En el evangelio que proclamamos este domingo se pueden descubrir varios contrapuntos bastante interesantes: Jesús que se retira a alta mar para descansar y orar en las aguas de sus preferencias, las del Tiberíades, y de pronto se ve rodeado de una gran muchedumbre que lo reclama para escuchar su palabra. Una muchedumbre que se olvida de la comida, pero que al final del día siente mucha hambre. Unos apóstoles que deciden enviar a la gente a las aldeas cercanas para proveerse y un Jesús que les dice que le den ellos de comer. Mucho más de cinco mil personas sentándose en la hierba, dispuestos a comer y sólo tres panes y dos peces que generosamente entrega un joven que con seguridad también tenía hambre. Un muchacho que se queda sin nada y que vuelve a casa con varios cestos de panes y de peces. El asombro de la gente y de los apóstoles y la tranquila naturalidad de Jesús, que sabe muy bien que lo que está ocurriendo no es fruto de la imaginación sino consecuencia de la fe. Son muchos e interesantes contrastes dignos de una profunda reflexión. Pero, a pesar de los contrastes, algo flotaba en el ambiente que los unía, que aglutinaba todos aquellos ánimos: era el ansia de estar cerca de Jesús, el deseo de verlo y escuchar su nueva doctrina. Todos habían recorrido los mismos caminos duros y polvorientos, todos con la misma sed y la misma hambre, todos, como aquel muchacho, dispuestos a poner en común lo poco que llevaran…Todos con la misma fe puesta en Jesús. Lecciones interminables del milagro de la multiplicación de los panes y los peces, el único que narran a la vez los cuatro evangelistas. Lecciones válidas para todas las épocas de la Historia, pero lecciones urgentes para los tiempos difíciles que nos han tocado vivir.

Sabemos que hay millones de seres que no tienen qué comer. Sabemos también que existimos millones de seres que al sentarnos a la mesa no nos falta de nada. Banqueteamos alegremente por cualquier motivo. Si se contabilizara la comida que nos sobra en la fiesta del Nacimiento de Jesús y en las celebraciones de las primeras comuniones, en nuestras naciones cristianas, llegaríamos a saber los miles de niños que salvaríamos de la muerte con lo que se pudre en los contenedores del primer mundo. Y lo más indignante de todo es que los dirigentes de los países donde la gente se muere de hambre también banquetean alegremente como si el problema no fuera con ellos. Siempre tendrán amigos que les ayuden a mantener tan saludable costumbre.

Jesús, en la orilla del mar de Galilea, no se contentó simplemente con chasquear los dedos haciendo aparecer como por arte de magia panes y peces a voluntad. Preguntó a sus discípulos qué tenían; invitó a compartir lo poco que tenían: cinco panes y dos peces. Y se hizo el milagro. Es archisabido que, al menos desde el punto de vista alimentario, nuestra tierra tiene capacidad para mantener a más miles de millones de seres humanos que los actuales. No nos dediquemos pues a acusar a Dios de no proporcionar pan suficiente para todos, cuando cada año destruimos millones de toneladas de provisiones alimentarias, que llamamos «excedentes», para no bajar los precios.

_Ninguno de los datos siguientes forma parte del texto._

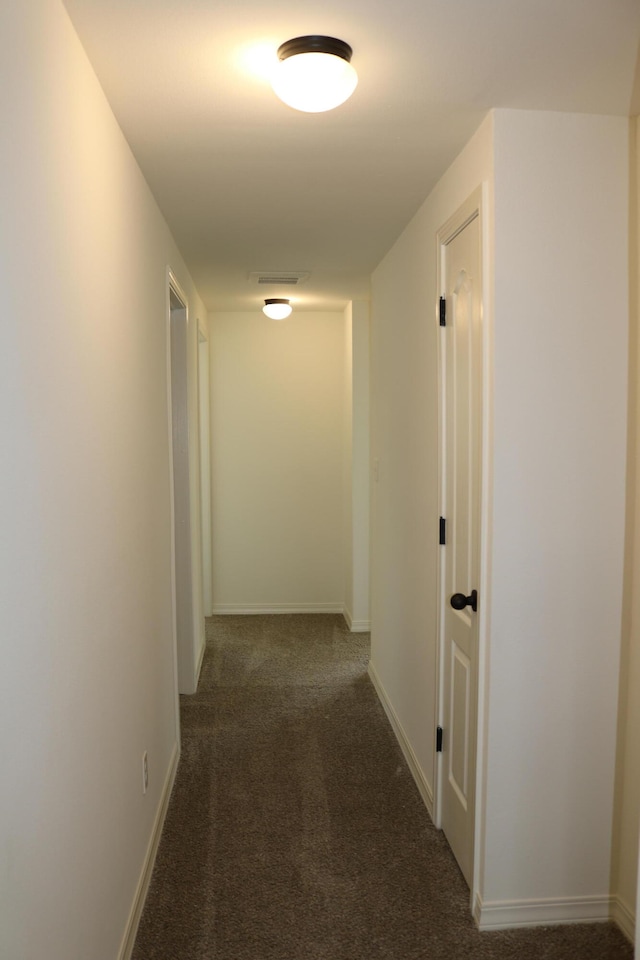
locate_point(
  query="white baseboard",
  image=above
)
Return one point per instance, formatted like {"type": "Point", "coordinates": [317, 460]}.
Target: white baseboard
{"type": "Point", "coordinates": [412, 761]}
{"type": "Point", "coordinates": [624, 917]}
{"type": "Point", "coordinates": [128, 939]}
{"type": "Point", "coordinates": [356, 626]}
{"type": "Point", "coordinates": [246, 609]}
{"type": "Point", "coordinates": [504, 914]}
{"type": "Point", "coordinates": [199, 663]}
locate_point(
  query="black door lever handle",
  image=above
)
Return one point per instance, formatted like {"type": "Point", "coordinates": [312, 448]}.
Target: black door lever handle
{"type": "Point", "coordinates": [459, 601]}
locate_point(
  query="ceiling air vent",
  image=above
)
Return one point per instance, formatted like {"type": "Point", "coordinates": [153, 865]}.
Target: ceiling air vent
{"type": "Point", "coordinates": [273, 277]}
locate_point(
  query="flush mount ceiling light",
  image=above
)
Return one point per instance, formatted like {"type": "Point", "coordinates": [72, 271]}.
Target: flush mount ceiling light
{"type": "Point", "coordinates": [314, 73]}
{"type": "Point", "coordinates": [277, 309]}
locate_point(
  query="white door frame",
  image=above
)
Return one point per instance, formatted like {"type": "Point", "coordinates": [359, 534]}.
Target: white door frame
{"type": "Point", "coordinates": [204, 421]}
{"type": "Point", "coordinates": [184, 608]}
{"type": "Point", "coordinates": [476, 205]}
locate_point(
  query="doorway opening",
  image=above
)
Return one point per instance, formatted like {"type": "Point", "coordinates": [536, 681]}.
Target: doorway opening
{"type": "Point", "coordinates": [189, 623]}
{"type": "Point", "coordinates": [461, 595]}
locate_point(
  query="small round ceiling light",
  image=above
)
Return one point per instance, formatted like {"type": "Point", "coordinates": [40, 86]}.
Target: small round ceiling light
{"type": "Point", "coordinates": [277, 309]}
{"type": "Point", "coordinates": [314, 73]}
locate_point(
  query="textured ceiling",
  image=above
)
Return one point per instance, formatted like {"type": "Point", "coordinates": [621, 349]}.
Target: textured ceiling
{"type": "Point", "coordinates": [248, 184]}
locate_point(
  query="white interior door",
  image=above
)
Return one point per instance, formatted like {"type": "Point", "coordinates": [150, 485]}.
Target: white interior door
{"type": "Point", "coordinates": [461, 368]}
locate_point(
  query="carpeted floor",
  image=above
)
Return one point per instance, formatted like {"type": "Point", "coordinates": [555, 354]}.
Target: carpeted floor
{"type": "Point", "coordinates": [295, 831]}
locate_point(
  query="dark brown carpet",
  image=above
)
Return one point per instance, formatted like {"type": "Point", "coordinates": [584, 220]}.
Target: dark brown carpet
{"type": "Point", "coordinates": [295, 831]}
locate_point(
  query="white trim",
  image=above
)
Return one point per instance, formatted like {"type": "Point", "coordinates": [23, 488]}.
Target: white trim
{"type": "Point", "coordinates": [412, 761]}
{"type": "Point", "coordinates": [129, 936]}
{"type": "Point", "coordinates": [624, 917]}
{"type": "Point", "coordinates": [476, 205]}
{"type": "Point", "coordinates": [171, 280]}
{"type": "Point", "coordinates": [356, 626]}
{"type": "Point", "coordinates": [246, 609]}
{"type": "Point", "coordinates": [199, 663]}
{"type": "Point", "coordinates": [504, 914]}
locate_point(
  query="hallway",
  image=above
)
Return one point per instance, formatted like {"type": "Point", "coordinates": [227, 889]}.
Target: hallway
{"type": "Point", "coordinates": [295, 829]}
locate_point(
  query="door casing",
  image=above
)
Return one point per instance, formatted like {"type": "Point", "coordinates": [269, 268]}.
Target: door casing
{"type": "Point", "coordinates": [475, 206]}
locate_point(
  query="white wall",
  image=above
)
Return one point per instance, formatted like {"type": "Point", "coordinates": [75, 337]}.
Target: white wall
{"type": "Point", "coordinates": [356, 466]}
{"type": "Point", "coordinates": [560, 361]}
{"type": "Point", "coordinates": [627, 809]}
{"type": "Point", "coordinates": [87, 622]}
{"type": "Point", "coordinates": [277, 391]}
{"type": "Point", "coordinates": [548, 724]}
{"type": "Point", "coordinates": [405, 504]}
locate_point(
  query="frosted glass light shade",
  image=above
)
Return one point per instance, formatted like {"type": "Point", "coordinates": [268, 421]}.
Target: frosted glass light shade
{"type": "Point", "coordinates": [314, 74]}
{"type": "Point", "coordinates": [277, 309]}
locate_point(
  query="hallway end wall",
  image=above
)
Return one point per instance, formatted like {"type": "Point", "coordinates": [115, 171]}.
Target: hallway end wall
{"type": "Point", "coordinates": [277, 422]}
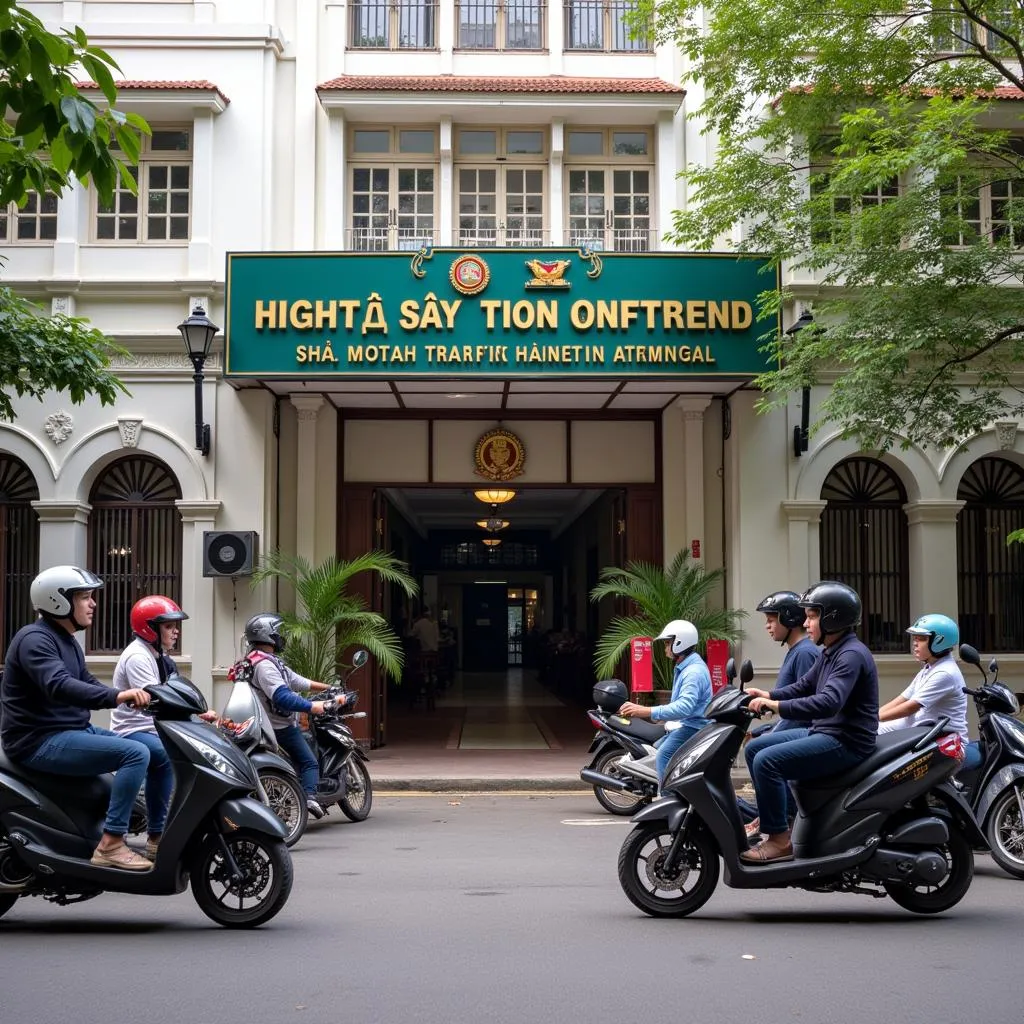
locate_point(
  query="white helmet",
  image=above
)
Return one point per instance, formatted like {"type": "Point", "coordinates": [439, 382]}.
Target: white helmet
{"type": "Point", "coordinates": [682, 634]}
{"type": "Point", "coordinates": [51, 591]}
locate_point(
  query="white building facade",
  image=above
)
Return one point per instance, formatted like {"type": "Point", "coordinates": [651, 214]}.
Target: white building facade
{"type": "Point", "coordinates": [301, 126]}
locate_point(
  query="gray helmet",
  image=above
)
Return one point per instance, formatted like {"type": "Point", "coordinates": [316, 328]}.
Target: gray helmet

Con madura responsabilidad cristiana hemos de preguntarnos a qué nos urge la escena evangélica de este domingo, en la que percibimos como mar de fondo el clamor de los necesitados. Jesús no se quedó en mera compasión; más todavía, ni siquiera se contentó con saciar el estómago de la pobre gente que le buscaba y escuchaba. Él se les entregó personalmente porque sólo Él es el pan de vida que sacia definitivamente el hambre del ser humano. Tal responsabilidad es condición para que nuestras misas no sean una farsa cultural sino celebración auténtica de la Eucaristía comunitaria, prefigurada en la multiplicación de los panes y de los peces por Jesús para la muchedumbre hambrienta.